By Brandon Penny | Jan. 23, 2016, 2:09 a.m. (ET)
Max Aaron reacts to his score after competing in the men's short program at the 2016 Prudential U.S. Figure Skating Championships on Jan. 22, 2016 at Xcel Energy Center in St. Paul, Minn.


ST. PAUL, Minn. -- Max Aaron thought he was done with skating last year. After placing fifth at the U.S. championships, he nearly quit the sport, saying he was tired of finishing off the podium and failing to compete as well as he trains.

One year later, Aaron finished first in the men’s short program at the 2016 Prudential U.S. Figure Skating Championships Friday night in St. Paul, Minnesota. Skating to “Nessun Dorma” by Pavarotti, Aaron scored 91.83, which was the fourth-best score ever awarded to a men’s short program at the U.S. championships.

“Tonight was a good fight,” Aaron said. “Nothing really went smooth. But I’ve been working my process and every time I step on the ice I’m going to give it 100 percent and do whatever I can to get the program as clean as possible while performing as big as I can.”

After missing the world championships team last year, Aaron took a step back, evaluated what he wanted to change about himself, and began to work with a United States Olympic Committee sport psychologist and coach Tom Zakrasjek on a new mental approach.

“Ever since I decided to continue in the sport, I will do whatever it takes to be the best figure skater I can be,” Aaron, 23, said. “I had my struggles, but I’m doing whatever it takes to be an artist, to be the best technical jumper I can be, and nothing’s easy about that, but I’m doing whatever I can to be the best.”

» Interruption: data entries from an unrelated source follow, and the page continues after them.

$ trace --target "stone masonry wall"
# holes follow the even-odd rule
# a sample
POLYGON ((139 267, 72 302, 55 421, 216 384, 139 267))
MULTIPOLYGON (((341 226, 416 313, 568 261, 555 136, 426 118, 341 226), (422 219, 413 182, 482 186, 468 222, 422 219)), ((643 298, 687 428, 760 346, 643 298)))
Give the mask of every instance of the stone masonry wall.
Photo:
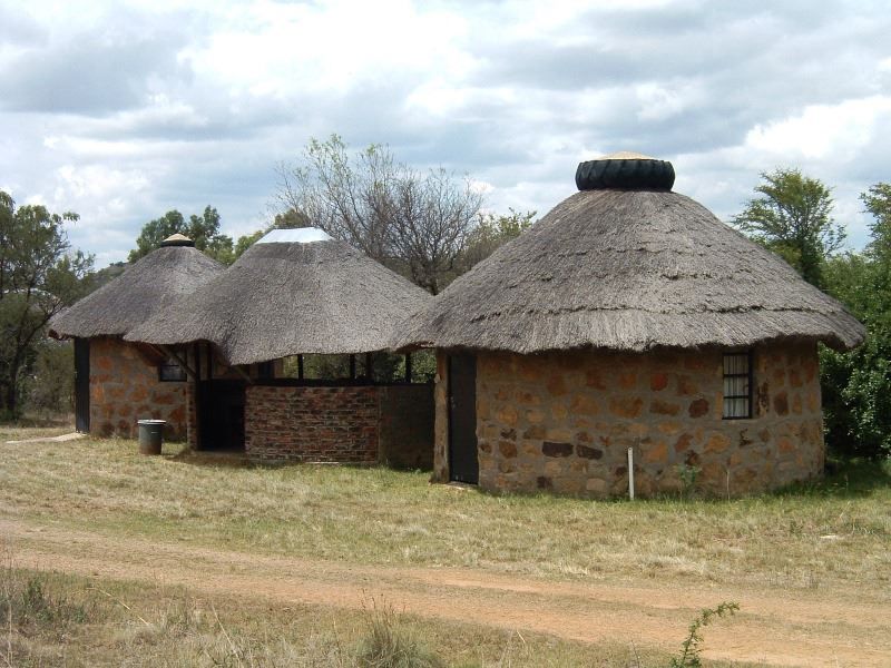
POLYGON ((245 452, 262 461, 374 463, 378 389, 248 385, 245 452))
MULTIPOLYGON (((629 446, 642 495, 677 490, 678 466, 685 464, 701 470, 698 489, 721 495, 820 475, 824 445, 816 346, 754 351, 754 416, 748 420, 722 419, 723 352, 481 353, 480 487, 625 494, 629 446)), ((437 407, 439 422, 444 394, 438 394, 437 407)), ((448 479, 447 441, 448 434, 438 431, 440 480, 448 479)))
POLYGON ((164 436, 186 438, 186 383, 161 383, 158 367, 137 346, 90 338, 90 433, 137 436, 137 421, 166 420, 164 436))

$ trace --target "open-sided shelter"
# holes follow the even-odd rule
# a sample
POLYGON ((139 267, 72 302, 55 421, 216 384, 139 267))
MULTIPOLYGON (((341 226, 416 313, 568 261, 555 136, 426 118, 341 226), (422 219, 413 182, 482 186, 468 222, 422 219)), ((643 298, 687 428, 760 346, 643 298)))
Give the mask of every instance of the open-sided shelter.
POLYGON ((282 379, 276 361, 306 354, 355 360, 384 351, 399 323, 428 298, 321 229, 278 229, 127 340, 204 351, 189 385, 189 442, 198 450, 243 449, 265 461, 422 465, 432 454, 430 385, 380 383, 370 374, 336 382, 282 379), (221 380, 214 361, 267 370, 261 377, 221 380))
POLYGON ((817 342, 864 330, 672 191, 670 163, 579 165, 579 193, 452 283, 402 346, 438 354, 434 477, 490 490, 740 494, 819 475, 817 342))
POLYGON ((166 436, 186 435, 185 348, 126 343, 133 327, 221 272, 183 235, 173 235, 120 276, 55 316, 50 335, 75 342, 77 430, 133 436, 137 421, 167 421, 166 436))

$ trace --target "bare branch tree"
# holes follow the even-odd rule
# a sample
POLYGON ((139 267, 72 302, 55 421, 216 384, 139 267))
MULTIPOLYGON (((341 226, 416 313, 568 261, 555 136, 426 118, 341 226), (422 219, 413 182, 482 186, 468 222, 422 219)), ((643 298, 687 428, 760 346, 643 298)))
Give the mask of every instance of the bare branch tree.
POLYGON ((312 139, 303 161, 281 165, 277 200, 437 294, 482 206, 469 179, 398 163, 373 144, 351 159, 337 135, 312 139))

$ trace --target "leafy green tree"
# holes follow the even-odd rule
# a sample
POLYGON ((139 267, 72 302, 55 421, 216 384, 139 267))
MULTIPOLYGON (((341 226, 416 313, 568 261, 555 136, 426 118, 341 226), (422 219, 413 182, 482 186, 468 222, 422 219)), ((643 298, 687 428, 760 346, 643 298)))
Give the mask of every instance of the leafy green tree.
POLYGON ((879 183, 861 193, 860 199, 872 214, 872 240, 868 253, 877 261, 891 266, 891 184, 879 183))
POLYGON ((823 286, 823 266, 841 248, 844 229, 830 213, 830 189, 799 169, 775 169, 761 175, 755 187, 762 197, 750 199, 733 223, 781 255, 802 277, 823 286))
POLYGON ((219 213, 212 206, 204 208, 200 216, 192 215, 188 220, 178 210, 167 212, 160 218, 149 220, 136 238, 136 248, 128 259, 136 262, 158 248, 160 243, 173 234, 183 234, 195 242, 195 247, 224 264, 232 264, 233 243, 219 232, 219 213))
POLYGON ((43 338, 37 344, 28 377, 26 406, 29 413, 70 413, 75 405, 75 346, 70 341, 43 338))
POLYGON ((512 208, 508 215, 481 214, 477 226, 468 234, 467 243, 458 262, 460 273, 489 257, 496 249, 517 238, 535 222, 536 212, 519 213, 512 208))
POLYGON ((0 415, 20 413, 25 377, 50 317, 78 299, 92 257, 72 250, 65 223, 77 214, 16 207, 0 191, 0 415))
POLYGON ((866 341, 849 353, 821 351, 826 442, 843 456, 891 456, 891 186, 861 195, 874 217, 862 254, 831 258, 826 289, 866 326, 866 341))

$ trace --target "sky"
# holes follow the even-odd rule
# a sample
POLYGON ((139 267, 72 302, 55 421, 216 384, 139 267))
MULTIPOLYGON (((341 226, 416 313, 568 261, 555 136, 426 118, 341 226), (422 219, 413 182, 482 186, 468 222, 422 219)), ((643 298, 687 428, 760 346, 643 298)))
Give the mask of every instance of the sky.
POLYGON ((0 0, 0 189, 77 212, 102 267, 174 208, 263 227, 312 137, 539 215, 579 161, 634 150, 723 220, 800 168, 861 248, 859 194, 891 180, 889 36, 865 0, 0 0))

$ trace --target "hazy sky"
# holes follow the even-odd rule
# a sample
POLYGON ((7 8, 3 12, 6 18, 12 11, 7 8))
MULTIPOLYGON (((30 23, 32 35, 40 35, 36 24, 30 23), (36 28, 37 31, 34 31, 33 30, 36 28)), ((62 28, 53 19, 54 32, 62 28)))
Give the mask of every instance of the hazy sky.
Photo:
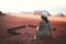
POLYGON ((3 12, 47 10, 50 13, 66 13, 66 0, 0 0, 3 12))

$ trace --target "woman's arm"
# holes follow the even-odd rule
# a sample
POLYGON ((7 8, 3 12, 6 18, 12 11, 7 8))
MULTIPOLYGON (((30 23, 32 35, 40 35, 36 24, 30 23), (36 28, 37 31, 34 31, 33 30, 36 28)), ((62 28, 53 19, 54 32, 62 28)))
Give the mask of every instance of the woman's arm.
POLYGON ((52 36, 51 23, 48 23, 48 31, 50 31, 50 35, 52 36))

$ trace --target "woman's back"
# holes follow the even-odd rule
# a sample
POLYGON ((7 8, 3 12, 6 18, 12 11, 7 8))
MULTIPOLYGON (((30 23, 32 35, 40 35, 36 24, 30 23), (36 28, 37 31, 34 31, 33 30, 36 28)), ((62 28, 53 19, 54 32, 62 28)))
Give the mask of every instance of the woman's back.
POLYGON ((44 20, 42 20, 38 26, 37 36, 42 36, 42 37, 50 36, 48 25, 50 25, 50 22, 46 23, 44 20))

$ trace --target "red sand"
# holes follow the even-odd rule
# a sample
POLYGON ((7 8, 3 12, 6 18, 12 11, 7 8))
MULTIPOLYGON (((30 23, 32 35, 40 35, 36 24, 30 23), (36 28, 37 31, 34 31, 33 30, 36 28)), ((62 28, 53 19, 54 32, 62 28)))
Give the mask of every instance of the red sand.
MULTIPOLYGON (((66 31, 66 18, 62 18, 62 16, 50 16, 48 20, 51 21, 51 25, 52 25, 52 33, 53 33, 53 36, 57 36, 59 34, 62 34, 62 30, 66 31), (57 30, 56 31, 53 31, 53 28, 56 28, 57 30)), ((29 28, 29 24, 33 24, 33 25, 38 25, 41 21, 41 18, 40 15, 21 15, 21 16, 12 16, 12 15, 3 15, 0 18, 0 37, 1 36, 8 36, 9 34, 7 33, 7 30, 9 28, 14 28, 14 26, 20 26, 20 25, 26 25, 25 29, 20 29, 18 30, 16 32, 20 32, 20 33, 30 33, 32 35, 35 35, 37 32, 36 32, 36 29, 32 29, 32 28, 29 28), (29 18, 30 16, 30 18, 29 18)), ((20 42, 15 43, 16 44, 22 44, 22 40, 21 38, 25 38, 28 36, 24 35, 24 37, 21 37, 22 35, 18 35, 18 36, 12 36, 12 37, 7 37, 9 38, 9 41, 13 42, 14 40, 18 40, 19 42, 19 38, 20 38, 20 42)), ((28 38, 31 38, 31 37, 28 37, 28 38)), ((3 41, 3 40, 0 40, 1 44, 7 44, 8 42, 3 41)), ((15 43, 12 43, 11 44, 15 44, 15 43)), ((33 42, 33 41, 32 41, 33 42)), ((23 44, 32 44, 31 40, 25 40, 25 42, 23 44), (26 42, 28 41, 28 42, 26 42)), ((50 42, 50 41, 48 41, 50 42)), ((43 41, 37 41, 35 42, 35 44, 42 44, 43 41)), ((33 42, 34 44, 34 42, 33 42)))

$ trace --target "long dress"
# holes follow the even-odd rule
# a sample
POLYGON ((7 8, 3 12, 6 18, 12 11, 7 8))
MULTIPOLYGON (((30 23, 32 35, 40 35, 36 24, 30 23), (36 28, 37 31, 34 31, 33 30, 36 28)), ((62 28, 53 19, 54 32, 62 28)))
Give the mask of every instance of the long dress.
POLYGON ((46 23, 44 20, 42 20, 38 26, 38 33, 36 37, 42 37, 42 38, 48 37, 50 31, 51 31, 50 22, 46 23))

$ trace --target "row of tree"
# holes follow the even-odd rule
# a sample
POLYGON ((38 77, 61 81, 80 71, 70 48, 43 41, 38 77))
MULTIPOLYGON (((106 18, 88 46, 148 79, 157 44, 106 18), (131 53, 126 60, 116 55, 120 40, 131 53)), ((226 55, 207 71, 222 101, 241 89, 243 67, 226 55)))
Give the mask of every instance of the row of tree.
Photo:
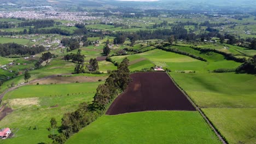
MULTIPOLYGON (((131 81, 129 62, 128 59, 125 58, 118 65, 118 70, 112 71, 105 83, 98 86, 91 104, 83 103, 75 111, 64 115, 59 128, 60 134, 52 134, 48 136, 53 140, 53 143, 64 143, 68 137, 104 113, 108 105, 131 81)), ((55 122, 51 122, 51 123, 55 122)))
MULTIPOLYGON (((91 58, 89 64, 86 65, 87 69, 91 71, 95 71, 98 69, 98 62, 96 58, 91 58)), ((74 68, 74 72, 77 74, 85 73, 85 68, 84 64, 78 64, 74 68)))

Aaron’s return to the form the country last saw of him three years ago – when he was the surprise winner at the 2013 U.S. championships – began at Skate America in October, when Aaron became the first U.S. man to win the event since Evan Lysacek in 2009.

“I felt like I got lost along the way after feeling the pressure of being under the lights and representing my country at a world level,” Aaron said at the time. “I feel like now I’m getting back to myself and wrapping my head around that. I’m learning how to up my mental game, up my components. I want to become a different skater. I want to be one that’s reliable and one who can win some medals for the U.S.”

Aaron was followed by Ross Miner, who earned 90.90 points, and reigning silver medalist Adam Rippon, who totaled 88.01.

Miner, 24, is seeking his first U.S. medal in three years, after finishing seventh in 2015 and sixth in 2015.

Rippon, meanwhile, is eager to improve upon his silver medal from last year.

“I felt a little off on the (triple) Lutz and I told myself that I will stop the program, go to the top of the Xcel Center and ‘Titanic’ myself off the building if I don’t rotate this next toe,” Rippon said after his short program. “So, I didn’t do that, and after that I just let the training take over. I got a little ahead of myself but I put myself right where I want to be heading into the free program, within three or four points of the lead. I know I can nail a great free program. I did it last year. It’s what I’ve been training at home, and I’m ready to do that.”

Just out of the top three was 16-year-old Nathan Chen, who made history as the first man to land two quadruple jumps in a short program at the U.S. championships. Chen scored 86.33 points.

“I skate with Nathan every day and he tries four quads in a program, he tries three, he does two in a short,” said Rippon. “I’m 26 and he’s 16. I use that to my advantage where I’m going to let him do that, but at this point in my career, I know that I can spin better, I know that I can skate faster. I think we push each other. I think Nathan is an incredible skater; I think he is the future. Right now, I think we want to be the present.”

As those four men battle in St. Paul for the three available spots at the 2016 World Figure Skating Championships, reigning U.S. champ Jason Brown, who is out as he heals from a back strain, filed a petition for a spot on the world team, according to U.S. Figure Skating.

“I think Jason will be well enough, and I think he will be well trained by then,” said Brown’s coach Kori Ade, according to icenetwork.com. “We have two months. He will be back on the ice next week, so if all goes well and he continues to progress without pain, I don't see why he can't be ready for worlds.”

The world team will be determined Sunday evening, following the men’s free skate.